OK, with UEFI systems, it uses only the one EFI System partition, as you stated earlier.
The recovery partition is created as necessary. I do not know for sure what the partitions on Disk 2 are but I assume they are left over Dell recovery partitions. Had you checked the reagentc /info command before the clean install, you would have known where the Original Win 11 Recovery Tools Partition was.
The upgrade does what upgrades do and created a new partition on the second drive to try to keep it together with the OS.
Maybe I am missing your point. So starting from a Clean Disk 1, what would you have expected to see after the clean install? Do you feel the original install should have added the Recovery partition on Disk 1?
There are many unknowns in your process. The 150 MB System EFI partition, I assume you pre-partitioned the drive in some manner. Since you have the 13 MB unallocated space at the end of Disk 2, that install may have been a clone from a Dell system. And a normal Windows install will not create a 1 GB recovery tools partition.
"If you really want to test, do it with clean drives, and start with just the primary install, then add the second drive and install to it. I am not asking for clarification, just pointing out the situation. An install will do what it needs to do, based on your configuration. If you test, let us know what happens."
Hi again,
The Disk 2 SSD is the same it was when it came from the factory, nothing was changed on that including the 150MB EFI partition. Since I have a backup I can always restore it with the same layout.
Disk 1 SSD was added to install Windows 11 and the clean install setup should have added the recovery partition on first try, not after an Update in place.

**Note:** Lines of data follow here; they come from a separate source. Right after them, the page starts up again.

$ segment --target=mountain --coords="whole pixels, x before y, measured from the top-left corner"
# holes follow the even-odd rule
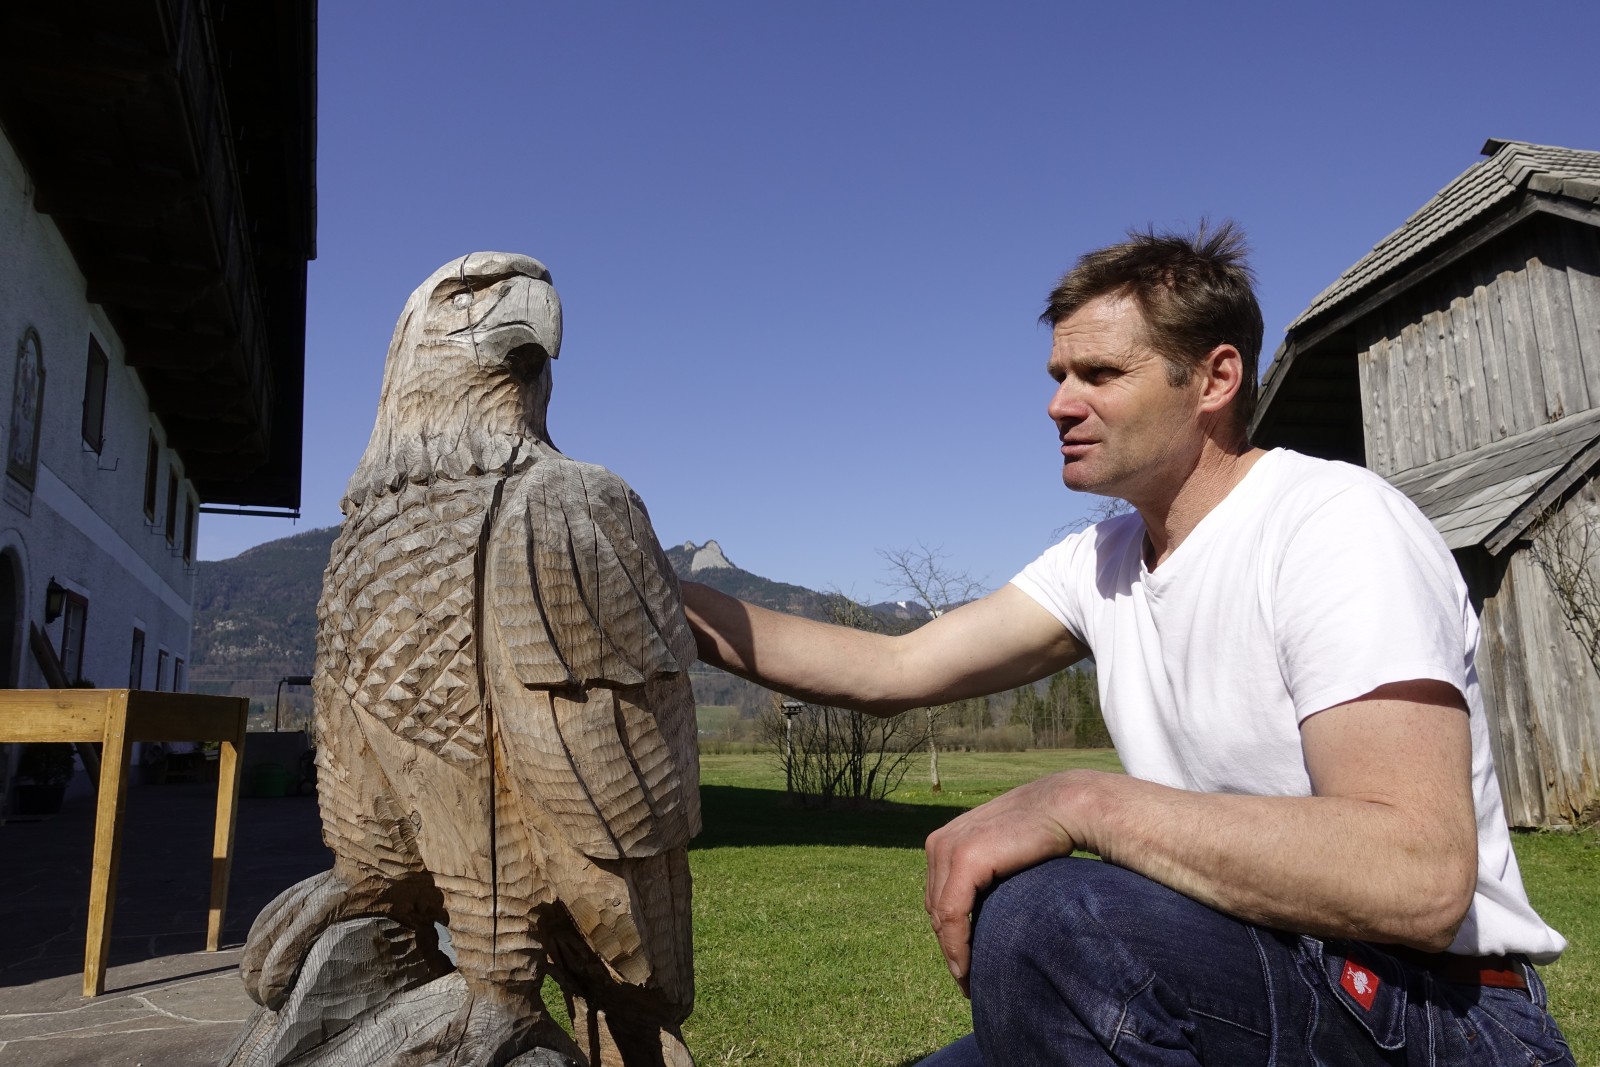
[[[198,564],[189,661],[196,690],[264,699],[273,693],[278,679],[311,673],[322,572],[338,533],[336,526],[307,530],[257,545],[232,559]],[[838,593],[819,593],[743,570],[715,541],[703,545],[686,541],[666,553],[679,578],[774,611],[832,620],[841,606],[850,603]],[[927,609],[915,602],[879,604],[867,610],[887,629],[927,618]],[[735,692],[747,683],[708,671],[696,668],[702,703],[751,699]]]
[[[707,541],[703,545],[685,541],[667,549],[667,559],[679,578],[709,585],[729,596],[788,615],[804,615],[808,619],[833,622],[840,615],[836,605],[848,603],[848,598],[841,593],[819,593],[801,585],[775,582],[759,574],[751,574],[729,560],[722,546],[715,541]],[[867,610],[878,616],[884,628],[890,630],[903,629],[908,622],[926,622],[931,617],[928,609],[915,600],[872,604],[868,605]]]
[[[828,604],[833,595],[751,574],[729,560],[715,541],[703,545],[685,541],[667,549],[667,560],[679,578],[709,585],[740,600],[808,619],[831,617]]]
[[[307,530],[232,559],[199,563],[189,677],[196,683],[264,680],[270,690],[285,675],[310,674],[317,597],[338,534],[337,526]]]

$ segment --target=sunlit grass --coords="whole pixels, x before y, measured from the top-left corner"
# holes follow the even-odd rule
[[[1550,1007],[1581,1065],[1600,1064],[1600,829],[1512,838],[1522,881],[1567,951],[1542,968]]]
[[[701,759],[705,830],[694,873],[696,1061],[749,1065],[913,1062],[965,1033],[967,1003],[922,910],[922,842],[961,810],[1067,767],[1119,769],[1104,750],[946,753],[891,802],[805,811],[777,761]],[[1579,1064],[1600,1065],[1600,832],[1518,834],[1534,905],[1571,947],[1543,969]]]
[[[695,878],[701,1064],[893,1065],[970,1029],[922,908],[922,842],[960,811],[1108,752],[951,753],[944,791],[919,761],[887,804],[804,811],[769,756],[701,761]]]

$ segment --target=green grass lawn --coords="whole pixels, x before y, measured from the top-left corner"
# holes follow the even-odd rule
[[[1567,951],[1540,969],[1578,1067],[1600,1064],[1600,827],[1512,838],[1522,882]]]
[[[706,756],[705,830],[690,853],[697,1001],[685,1027],[713,1064],[914,1061],[968,1029],[922,910],[922,841],[961,809],[1106,751],[941,757],[944,792],[913,770],[881,808],[791,806],[770,757]],[[1572,942],[1544,970],[1577,1062],[1600,1065],[1600,833],[1519,834],[1533,902]]]
[[[739,721],[739,709],[727,704],[701,704],[694,709],[694,718],[702,737],[719,737],[730,723]]]

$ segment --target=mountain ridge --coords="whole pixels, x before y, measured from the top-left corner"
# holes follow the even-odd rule
[[[206,560],[195,574],[194,635],[189,677],[204,692],[270,693],[278,679],[310,674],[316,656],[317,599],[339,527],[326,526],[267,541],[230,559]],[[715,540],[686,541],[665,550],[680,579],[789,615],[832,621],[847,605],[822,593],[753,574],[734,564]],[[855,605],[859,610],[861,605]],[[915,602],[868,606],[884,629],[901,629],[927,609]],[[702,703],[738,703],[739,682],[696,669]],[[721,679],[727,679],[723,683]],[[734,684],[738,683],[738,684]],[[263,690],[263,685],[265,689]]]

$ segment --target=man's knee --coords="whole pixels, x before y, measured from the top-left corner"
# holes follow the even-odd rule
[[[1143,875],[1110,863],[1063,858],[997,884],[973,932],[975,984],[1022,969],[1057,981],[1071,971],[1166,969],[1183,944],[1232,942],[1244,925]]]
[[[1099,860],[1063,858],[996,884],[974,923],[973,981],[1043,961],[1054,969],[1097,956],[1093,946],[1110,933],[1103,927],[1109,912],[1120,910],[1128,877],[1130,872]]]

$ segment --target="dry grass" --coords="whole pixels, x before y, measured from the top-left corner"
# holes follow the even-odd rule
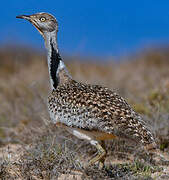
[[[121,63],[70,60],[78,81],[115,89],[139,112],[169,157],[169,54],[151,51]],[[95,152],[87,142],[50,123],[45,57],[30,50],[0,50],[0,178],[1,179],[152,179],[169,176],[136,144],[107,142],[103,170],[84,167]],[[16,156],[17,155],[17,156]],[[85,161],[84,161],[85,159]],[[69,174],[69,176],[64,176]],[[68,178],[69,177],[69,178]]]

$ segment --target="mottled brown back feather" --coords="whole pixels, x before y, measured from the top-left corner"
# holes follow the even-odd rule
[[[128,137],[145,146],[154,143],[141,117],[108,88],[69,80],[51,93],[48,102],[54,122],[58,120],[71,127]]]

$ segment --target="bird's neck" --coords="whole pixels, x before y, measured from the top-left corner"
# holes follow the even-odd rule
[[[50,84],[52,90],[56,89],[58,85],[66,83],[71,79],[63,61],[59,54],[57,47],[57,32],[48,32],[44,34],[45,46],[48,52],[48,69]]]

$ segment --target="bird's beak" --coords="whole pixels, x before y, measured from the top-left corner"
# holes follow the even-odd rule
[[[16,16],[16,18],[26,19],[26,20],[28,20],[28,21],[30,21],[30,20],[31,20],[31,17],[30,17],[30,16],[28,16],[28,15],[20,15],[20,16]]]
[[[20,16],[16,16],[16,18],[28,20],[31,24],[33,24],[33,26],[35,26],[35,28],[39,31],[39,33],[44,37],[44,34],[41,31],[41,29],[39,28],[38,24],[36,23],[33,15],[30,15],[30,16],[29,15],[20,15]]]

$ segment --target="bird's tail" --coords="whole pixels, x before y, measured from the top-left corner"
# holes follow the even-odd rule
[[[137,143],[141,143],[146,150],[157,148],[153,133],[140,116],[126,121],[125,126],[123,126],[123,133],[130,135]]]
[[[145,122],[142,121],[140,118],[141,124],[139,125],[140,128],[138,128],[138,134],[140,134],[141,143],[144,146],[144,149],[147,151],[157,149],[157,144],[155,142],[155,138],[153,136],[153,133],[147,126]]]

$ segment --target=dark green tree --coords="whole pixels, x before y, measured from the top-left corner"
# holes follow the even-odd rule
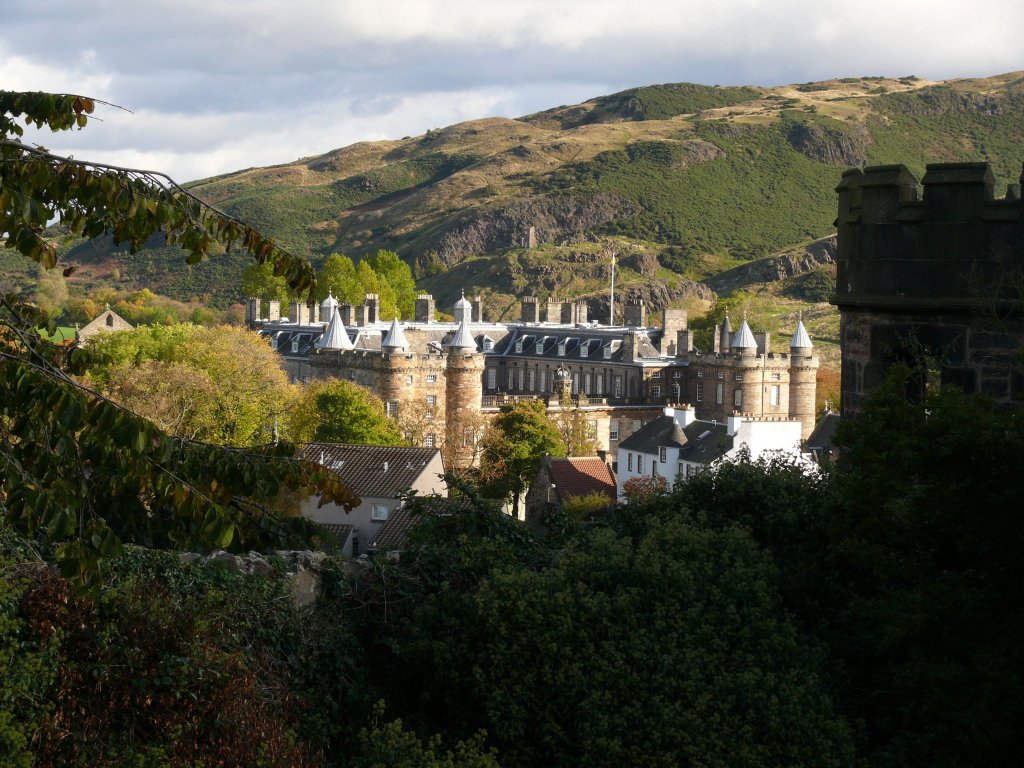
[[[565,455],[557,425],[542,400],[503,405],[482,438],[481,475],[495,494],[511,498],[512,515],[530,486],[545,453]]]

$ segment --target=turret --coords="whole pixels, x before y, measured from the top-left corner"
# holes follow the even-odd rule
[[[476,341],[463,319],[446,345],[445,371],[445,443],[450,460],[469,466],[479,437],[480,402],[484,394],[484,356],[476,351]]]
[[[380,347],[385,353],[405,353],[409,351],[409,340],[405,338],[405,332],[402,330],[402,326],[398,324],[397,317],[384,335],[384,340],[381,342]]]
[[[463,320],[467,323],[473,322],[473,304],[466,298],[465,293],[455,302],[454,315],[456,323],[461,323]]]
[[[817,415],[815,396],[818,387],[818,358],[804,327],[797,318],[796,330],[789,342],[789,417],[800,420],[800,439],[806,440],[814,430]]]
[[[345,323],[341,320],[341,313],[337,306],[331,313],[331,321],[327,324],[327,330],[324,331],[324,335],[320,337],[316,346],[324,351],[352,349],[352,340],[348,337],[348,329],[345,328]]]
[[[329,323],[334,318],[334,310],[338,307],[338,300],[328,291],[327,298],[320,302],[320,322]]]
[[[725,310],[725,319],[722,320],[722,325],[718,331],[718,351],[723,355],[729,351],[732,346],[732,323],[729,322],[729,310]]]
[[[726,320],[728,320],[728,316]],[[741,354],[743,357],[750,357],[757,354],[757,339],[754,338],[753,331],[750,330],[750,326],[747,325],[747,318],[744,316],[743,323],[740,325],[740,329],[736,331],[736,335],[732,337],[731,348]]]

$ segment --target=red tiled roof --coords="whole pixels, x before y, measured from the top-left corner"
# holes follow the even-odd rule
[[[597,456],[552,459],[551,482],[558,498],[565,501],[573,496],[586,496],[597,491],[615,501],[615,476],[612,468]]]

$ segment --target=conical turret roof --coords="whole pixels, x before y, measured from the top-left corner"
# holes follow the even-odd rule
[[[793,332],[793,339],[789,342],[790,349],[812,349],[814,344],[811,343],[811,336],[807,333],[807,329],[804,328],[803,315],[799,316],[796,321],[796,330]]]
[[[747,318],[745,317],[743,318],[743,325],[736,331],[736,335],[732,337],[732,346],[734,349],[757,349],[757,340],[754,338],[750,326],[747,325]]]
[[[326,299],[324,302],[326,303]],[[345,323],[341,321],[341,312],[338,311],[337,302],[330,315],[331,321],[327,324],[327,330],[317,342],[319,349],[352,349],[352,341],[348,337],[348,330]]]
[[[732,323],[729,322],[729,310],[725,310],[725,319],[722,320],[721,335],[719,344],[723,352],[727,352],[732,345]]]
[[[469,324],[465,319],[459,323],[459,328],[455,331],[455,335],[452,336],[452,340],[448,342],[447,347],[449,349],[476,352],[476,341],[473,339],[473,334],[469,332]]]
[[[402,330],[402,326],[398,324],[397,317],[392,321],[387,335],[384,336],[384,341],[381,342],[381,347],[385,350],[392,350],[395,352],[408,351],[409,340],[405,338],[405,332]]]

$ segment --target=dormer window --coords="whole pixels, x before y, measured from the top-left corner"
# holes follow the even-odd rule
[[[604,359],[605,360],[610,360],[611,357],[612,357],[612,345],[611,344],[605,344],[603,352],[604,352]]]
[[[562,341],[558,342],[558,356],[559,357],[565,357],[565,345],[566,345],[565,339],[562,339]]]
[[[580,344],[580,357],[587,357],[590,354],[590,342],[584,341]]]
[[[516,352],[522,352],[522,351],[523,351],[523,340],[522,339],[516,339]]]
[[[537,339],[537,354],[544,354],[544,339]]]
[[[488,336],[484,336],[484,352],[490,352],[494,349],[494,340]]]
[[[298,352],[298,351],[299,351],[299,340],[298,339],[292,339],[292,352]]]

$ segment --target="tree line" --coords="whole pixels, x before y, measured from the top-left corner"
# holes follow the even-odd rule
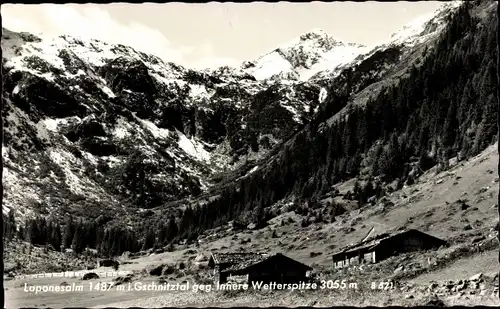
[[[188,213],[188,212],[187,212]],[[138,231],[123,226],[106,226],[109,218],[81,219],[67,216],[63,224],[56,219],[35,217],[16,223],[14,211],[3,214],[3,235],[6,241],[21,240],[46,246],[55,251],[71,249],[82,254],[87,249],[97,250],[100,256],[117,256],[123,252],[159,249],[172,246],[180,240],[179,227],[186,228],[188,217],[179,222],[171,216],[167,221],[152,224],[143,237]]]

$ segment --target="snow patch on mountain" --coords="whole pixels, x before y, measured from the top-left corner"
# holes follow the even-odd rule
[[[5,148],[2,145],[2,150]],[[2,156],[5,160],[6,155]],[[15,209],[21,216],[28,216],[33,213],[30,201],[40,200],[41,193],[36,187],[29,185],[29,179],[22,177],[19,172],[9,167],[3,167],[2,183],[4,198],[2,199],[2,212],[8,214],[11,209]]]
[[[335,47],[334,50],[328,51],[322,55],[322,58],[309,69],[301,68],[297,72],[300,75],[300,80],[309,80],[313,75],[325,70],[337,70],[338,68],[351,63],[356,57],[368,52],[366,46],[359,45],[343,45]]]
[[[47,141],[47,142],[50,140],[49,130],[47,129],[47,126],[45,125],[45,123],[43,121],[37,122],[35,125],[35,128],[36,128],[36,132],[37,132],[37,137],[40,140]]]
[[[414,46],[428,39],[429,35],[435,35],[445,25],[444,16],[452,10],[457,9],[463,1],[448,1],[437,8],[434,12],[423,14],[403,26],[401,30],[393,33],[390,38],[391,44]]]
[[[65,182],[69,189],[75,194],[85,194],[85,185],[81,184],[80,177],[72,171],[72,168],[75,168],[76,158],[71,153],[61,149],[51,149],[48,154],[52,161],[64,171]]]
[[[291,72],[292,70],[290,62],[284,59],[279,52],[273,51],[257,61],[252,73],[256,79],[263,80],[282,72]]]
[[[102,92],[104,92],[108,97],[110,98],[115,98],[116,95],[113,93],[113,91],[111,89],[109,89],[108,86],[106,85],[99,85],[99,88],[102,90]]]
[[[66,76],[67,78],[75,78],[75,77],[78,77],[78,76],[82,76],[82,75],[86,75],[87,73],[85,73],[82,69],[78,69],[78,71],[75,73],[75,74],[71,74],[70,72],[64,72],[64,76]]]
[[[182,132],[177,131],[179,136],[178,145],[185,153],[198,161],[210,163],[210,153],[205,150],[203,144],[193,138],[187,138]]]
[[[293,120],[296,121],[296,122],[299,122],[300,121],[300,118],[299,118],[299,113],[297,111],[297,109],[293,106],[290,106],[290,105],[286,105],[286,104],[281,104],[281,106],[283,106],[285,109],[287,109],[290,113],[292,113],[292,117],[293,117]]]
[[[327,96],[328,96],[328,92],[326,91],[326,89],[324,87],[321,87],[321,90],[319,91],[318,102],[320,104],[322,104],[326,100]]]
[[[167,138],[170,136],[170,131],[167,129],[158,128],[149,120],[140,119],[141,123],[153,134],[155,138]]]
[[[76,121],[76,122],[81,122],[82,121],[77,116],[68,117],[68,119],[72,119],[73,121]],[[69,122],[68,119],[66,119],[66,118],[58,118],[58,119],[45,118],[45,119],[42,120],[42,122],[45,125],[45,127],[47,128],[47,130],[52,131],[52,132],[57,132],[59,125],[61,125],[61,124],[63,124],[63,125],[67,124]]]
[[[189,85],[189,95],[193,99],[198,99],[198,100],[209,99],[214,94],[214,92],[215,91],[211,91],[211,93],[209,93],[205,85],[197,85],[197,84]]]
[[[117,139],[122,139],[132,135],[130,133],[130,131],[132,131],[131,129],[133,130],[133,128],[128,124],[128,122],[125,121],[123,117],[119,117],[116,120],[116,125],[111,134]]]

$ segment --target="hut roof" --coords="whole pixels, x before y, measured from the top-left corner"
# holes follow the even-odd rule
[[[362,249],[366,249],[366,248],[371,248],[371,247],[378,245],[382,240],[387,239],[389,237],[391,237],[391,235],[388,233],[382,233],[379,235],[375,235],[375,236],[369,237],[363,241],[360,241],[356,244],[345,246],[337,254],[346,253],[346,252],[354,252],[354,251],[358,251],[358,250],[362,250]]]
[[[363,240],[357,244],[346,246],[342,250],[340,250],[339,252],[333,254],[333,256],[335,257],[337,255],[357,252],[357,251],[364,250],[364,249],[371,250],[371,249],[375,248],[376,246],[378,246],[384,240],[387,240],[389,238],[393,238],[395,236],[407,234],[407,233],[418,233],[418,234],[426,235],[428,237],[436,238],[432,235],[429,235],[427,233],[424,233],[424,232],[421,232],[421,231],[418,231],[415,229],[405,229],[405,230],[394,232],[394,233],[382,233],[382,234],[378,234],[378,235],[369,237],[366,240]]]
[[[222,272],[239,272],[245,271],[249,267],[253,267],[261,262],[269,260],[273,257],[285,258],[292,260],[296,263],[302,264],[280,253],[267,254],[267,253],[254,253],[254,252],[238,252],[238,253],[213,253],[211,262],[214,265],[219,265]],[[307,269],[312,269],[307,265],[303,265]]]
[[[223,270],[233,270],[248,267],[268,256],[268,254],[256,252],[212,253],[211,260],[215,265],[222,267]]]
[[[269,262],[270,260],[274,259],[274,263],[275,265],[280,265],[280,266],[284,266],[284,267],[293,267],[295,270],[298,270],[298,269],[301,269],[301,270],[312,270],[312,267],[304,264],[304,263],[301,263],[297,260],[294,260],[290,257],[287,257],[281,253],[275,253],[273,255],[269,255],[269,256],[266,256],[263,260],[261,261],[258,261],[257,263],[253,263],[252,265],[249,265],[248,267],[246,267],[247,269],[248,268],[254,268],[254,267],[259,267],[259,266],[262,266],[263,264]],[[273,262],[272,262],[273,263]]]

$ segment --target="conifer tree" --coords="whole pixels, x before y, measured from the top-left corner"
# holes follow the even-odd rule
[[[17,234],[16,219],[14,210],[11,209],[7,217],[4,216],[4,235],[5,239],[12,240]]]
[[[156,227],[156,230],[158,231],[158,235],[156,237],[155,246],[162,247],[163,245],[165,245],[167,240],[167,225],[165,224],[165,222],[160,221]]]
[[[155,234],[152,228],[147,230],[146,237],[144,238],[144,242],[142,243],[142,250],[148,250],[153,248],[155,244]]]
[[[41,231],[38,226],[38,221],[35,219],[30,219],[27,223],[27,230],[26,230],[26,235],[27,235],[27,240],[34,245],[41,244],[40,243],[40,236],[41,236]]]
[[[171,216],[167,223],[167,241],[171,242],[178,236],[178,234],[179,229],[177,227],[177,223],[175,222],[175,218]]]
[[[64,232],[63,232],[63,239],[62,239],[62,243],[64,245],[64,248],[71,248],[74,234],[75,234],[75,222],[74,222],[72,216],[68,216],[66,218],[66,223],[65,223]]]
[[[73,249],[73,252],[77,254],[82,253],[85,249],[85,231],[83,223],[81,221],[78,221],[75,226],[75,233],[73,234],[71,249]]]
[[[54,224],[50,235],[50,244],[55,250],[61,250],[61,227],[59,224]]]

What you suggest in your last comment was already tried and did not make any difference.
It created the correct 4 partitions on the first install EFI, MSR, Windows, Recovery
Then the second install on the second drive just created 2 partitions MSR and Windows, no recovery.
EFI minimum is 100MB can be bigger, it is 150 on the original Dell probably because they have multiple recovery boot options. I saw that already had 90MB occupied.